Description of problem: In OCP 4.1.x, CNI binaries could be copied into /opt/multus/bin where they would be picked up by multus. This does no longer work in 4.2. Previously, multus would search two directories for binaries: - /var/lib/cni/bin - /opt/multus/bin In 4.2, it only finds binaries in /var/lib/cni/bin. Version-Release number of selected component (if applicable): 4.2.0-0.nightly-2019-09-14-171119 How reproducible: Always Steps to Reproduce: 1. Install ServiceMesh operator in 4.2 2. deploy control plane 3. to circumvent race condition (Bug 1732598), run this on every node: rm /etc/kubernetes/cni/net.d/80-openshift-network.conf && systemctl restart crio 4. deploy services into the mesh. Actual results: Pods fail to start with errors similar to: "Failed create pod sandbox: rpc error: code = Unknown desc = failed to create pod network sandbox" Expected results: Pods start and traffic is routed through the sidecars. Additional info: If you don't perform step 3, pods will start, but traffic is not routed through the sidecars because the CNI binary is never executed. Note that I couldn't find this path documented anywhere, but 4.1.x versions showed it in error messages. See this issue for reference: https://issues.jboss.org/browse/MAISTRA-582
Doug, Even if unintentional, it seems like an API change, which it would be nice to avoid. Do you think we can fix this for 4.2?

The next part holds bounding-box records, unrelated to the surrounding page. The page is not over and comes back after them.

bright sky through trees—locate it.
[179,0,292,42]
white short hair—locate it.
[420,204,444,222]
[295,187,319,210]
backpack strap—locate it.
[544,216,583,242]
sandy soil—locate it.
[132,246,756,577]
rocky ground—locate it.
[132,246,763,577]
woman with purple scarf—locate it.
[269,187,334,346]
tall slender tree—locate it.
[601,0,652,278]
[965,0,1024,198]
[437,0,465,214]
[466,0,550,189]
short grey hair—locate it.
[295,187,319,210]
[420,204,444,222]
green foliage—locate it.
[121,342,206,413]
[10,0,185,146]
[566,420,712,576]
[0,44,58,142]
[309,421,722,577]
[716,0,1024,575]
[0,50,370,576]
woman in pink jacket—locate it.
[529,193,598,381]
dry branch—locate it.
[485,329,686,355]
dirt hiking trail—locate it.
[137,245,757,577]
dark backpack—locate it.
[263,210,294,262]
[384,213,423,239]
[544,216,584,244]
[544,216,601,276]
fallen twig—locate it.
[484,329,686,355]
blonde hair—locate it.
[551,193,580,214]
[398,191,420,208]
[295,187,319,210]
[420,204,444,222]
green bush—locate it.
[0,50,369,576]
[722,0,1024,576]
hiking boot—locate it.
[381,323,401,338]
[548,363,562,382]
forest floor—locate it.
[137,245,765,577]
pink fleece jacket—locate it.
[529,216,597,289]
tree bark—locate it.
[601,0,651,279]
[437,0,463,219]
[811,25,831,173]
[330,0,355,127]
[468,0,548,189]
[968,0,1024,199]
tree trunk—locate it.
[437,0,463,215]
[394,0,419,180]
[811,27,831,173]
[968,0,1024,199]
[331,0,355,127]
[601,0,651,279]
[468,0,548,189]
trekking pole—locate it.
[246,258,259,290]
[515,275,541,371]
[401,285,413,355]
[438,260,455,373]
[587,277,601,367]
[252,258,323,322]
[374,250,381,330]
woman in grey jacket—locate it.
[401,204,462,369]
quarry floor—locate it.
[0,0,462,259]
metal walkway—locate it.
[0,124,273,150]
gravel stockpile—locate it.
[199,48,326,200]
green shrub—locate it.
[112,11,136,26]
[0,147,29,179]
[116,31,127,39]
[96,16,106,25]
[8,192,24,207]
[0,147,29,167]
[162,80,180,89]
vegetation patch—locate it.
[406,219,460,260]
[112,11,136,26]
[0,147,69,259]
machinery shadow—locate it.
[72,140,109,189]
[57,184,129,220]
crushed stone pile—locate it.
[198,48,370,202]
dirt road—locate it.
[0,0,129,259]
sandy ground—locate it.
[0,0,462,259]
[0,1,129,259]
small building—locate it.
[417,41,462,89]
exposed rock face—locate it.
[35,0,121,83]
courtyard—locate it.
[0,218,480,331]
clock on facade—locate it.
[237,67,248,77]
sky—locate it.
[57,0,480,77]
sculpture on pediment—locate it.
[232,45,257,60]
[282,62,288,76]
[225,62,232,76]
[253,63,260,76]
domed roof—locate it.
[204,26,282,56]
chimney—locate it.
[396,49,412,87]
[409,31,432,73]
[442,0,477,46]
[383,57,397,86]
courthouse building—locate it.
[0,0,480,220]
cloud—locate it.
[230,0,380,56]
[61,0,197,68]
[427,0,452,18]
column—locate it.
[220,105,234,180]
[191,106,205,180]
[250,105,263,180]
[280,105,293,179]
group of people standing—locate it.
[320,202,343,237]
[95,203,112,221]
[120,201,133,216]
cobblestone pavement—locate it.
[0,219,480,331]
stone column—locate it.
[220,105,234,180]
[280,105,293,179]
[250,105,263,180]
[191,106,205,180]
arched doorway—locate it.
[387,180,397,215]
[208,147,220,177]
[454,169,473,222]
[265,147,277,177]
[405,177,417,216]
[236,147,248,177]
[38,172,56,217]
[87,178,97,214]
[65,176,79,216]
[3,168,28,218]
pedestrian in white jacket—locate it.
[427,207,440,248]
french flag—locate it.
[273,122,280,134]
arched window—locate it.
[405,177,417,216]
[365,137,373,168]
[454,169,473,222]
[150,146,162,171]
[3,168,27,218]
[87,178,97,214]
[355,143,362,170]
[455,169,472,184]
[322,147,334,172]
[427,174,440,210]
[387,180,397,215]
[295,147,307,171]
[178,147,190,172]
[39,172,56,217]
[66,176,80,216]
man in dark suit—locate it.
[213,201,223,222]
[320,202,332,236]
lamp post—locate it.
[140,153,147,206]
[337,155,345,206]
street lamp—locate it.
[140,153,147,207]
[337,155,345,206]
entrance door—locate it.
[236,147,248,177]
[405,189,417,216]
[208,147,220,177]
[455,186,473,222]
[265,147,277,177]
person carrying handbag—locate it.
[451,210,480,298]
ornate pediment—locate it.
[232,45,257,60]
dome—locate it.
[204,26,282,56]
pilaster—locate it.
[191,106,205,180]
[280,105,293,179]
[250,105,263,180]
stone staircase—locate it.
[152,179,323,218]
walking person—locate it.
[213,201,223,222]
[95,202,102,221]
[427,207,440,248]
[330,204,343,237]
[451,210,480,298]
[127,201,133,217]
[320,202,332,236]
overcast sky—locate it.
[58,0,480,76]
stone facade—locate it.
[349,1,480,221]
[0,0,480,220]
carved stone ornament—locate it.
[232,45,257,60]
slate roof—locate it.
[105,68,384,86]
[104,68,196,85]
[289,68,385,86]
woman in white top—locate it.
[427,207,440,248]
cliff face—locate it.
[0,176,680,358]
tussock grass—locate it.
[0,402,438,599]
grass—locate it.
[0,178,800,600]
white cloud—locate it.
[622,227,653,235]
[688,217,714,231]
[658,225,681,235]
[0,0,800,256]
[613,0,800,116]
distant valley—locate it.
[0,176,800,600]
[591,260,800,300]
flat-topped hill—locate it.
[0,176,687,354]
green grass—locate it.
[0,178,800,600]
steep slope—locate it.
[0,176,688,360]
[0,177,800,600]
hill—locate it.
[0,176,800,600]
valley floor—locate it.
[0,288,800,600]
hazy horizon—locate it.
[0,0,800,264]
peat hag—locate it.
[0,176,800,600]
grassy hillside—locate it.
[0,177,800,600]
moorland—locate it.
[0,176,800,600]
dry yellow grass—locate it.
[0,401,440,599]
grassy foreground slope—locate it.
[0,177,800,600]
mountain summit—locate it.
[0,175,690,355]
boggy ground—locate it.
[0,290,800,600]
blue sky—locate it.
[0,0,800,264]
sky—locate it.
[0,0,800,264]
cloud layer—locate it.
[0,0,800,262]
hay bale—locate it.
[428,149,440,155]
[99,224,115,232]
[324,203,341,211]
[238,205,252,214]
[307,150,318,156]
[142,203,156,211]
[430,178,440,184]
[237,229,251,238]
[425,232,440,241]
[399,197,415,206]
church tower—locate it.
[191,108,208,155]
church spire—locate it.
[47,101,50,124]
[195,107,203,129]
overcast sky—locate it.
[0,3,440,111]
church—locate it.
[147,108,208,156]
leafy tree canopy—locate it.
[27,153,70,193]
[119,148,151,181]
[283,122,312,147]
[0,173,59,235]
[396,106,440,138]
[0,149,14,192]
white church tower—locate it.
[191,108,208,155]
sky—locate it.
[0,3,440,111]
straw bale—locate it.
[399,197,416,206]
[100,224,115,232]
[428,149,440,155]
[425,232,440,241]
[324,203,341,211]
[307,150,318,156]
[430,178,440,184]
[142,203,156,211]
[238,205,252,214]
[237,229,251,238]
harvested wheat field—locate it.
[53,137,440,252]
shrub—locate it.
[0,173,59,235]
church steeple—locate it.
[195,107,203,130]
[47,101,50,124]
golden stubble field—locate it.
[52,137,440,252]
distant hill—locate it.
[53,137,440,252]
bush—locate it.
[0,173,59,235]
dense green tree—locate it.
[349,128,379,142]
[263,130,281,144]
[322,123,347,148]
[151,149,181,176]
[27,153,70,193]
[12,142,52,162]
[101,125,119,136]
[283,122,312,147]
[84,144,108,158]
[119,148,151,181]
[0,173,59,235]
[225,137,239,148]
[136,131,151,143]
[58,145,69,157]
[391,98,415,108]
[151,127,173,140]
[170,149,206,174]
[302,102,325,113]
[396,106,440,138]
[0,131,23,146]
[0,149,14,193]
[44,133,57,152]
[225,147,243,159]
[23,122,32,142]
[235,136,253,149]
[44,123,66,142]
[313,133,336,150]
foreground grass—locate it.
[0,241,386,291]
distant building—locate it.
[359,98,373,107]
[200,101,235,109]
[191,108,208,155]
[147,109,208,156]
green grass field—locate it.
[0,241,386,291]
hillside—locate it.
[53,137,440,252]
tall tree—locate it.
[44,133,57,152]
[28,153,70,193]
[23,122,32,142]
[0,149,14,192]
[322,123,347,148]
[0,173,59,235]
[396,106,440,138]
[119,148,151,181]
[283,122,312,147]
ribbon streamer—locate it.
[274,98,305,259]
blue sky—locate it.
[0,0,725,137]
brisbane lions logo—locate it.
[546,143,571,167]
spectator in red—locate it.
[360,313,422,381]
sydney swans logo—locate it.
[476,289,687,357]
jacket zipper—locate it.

Hey guys thanks for filing this and for the heads up. I'm starting an archaeological dig to figure out where/when we had the `/opt/multus/bin` and figure where and how that got removed from the multiple CNI binary search paths.
Just a quick update that even after some searching, I can't find a reference to `/opt/multus/bin` in the Multus history (I have, however found a reference to it in debug logs in this github comment: https://github.com/intel/multus-cni/issues/243 ). Which isn't making it easier to unravel. However, I did discover an issue where the "binDir" Multus configuration parameter (documented here: https://github.com/intel/multus-cni/blob/master/doc/configuration.md#multus-cni-configuration-reference) is not being picked up. And I'm wondering if it's related. I'll update once I know more.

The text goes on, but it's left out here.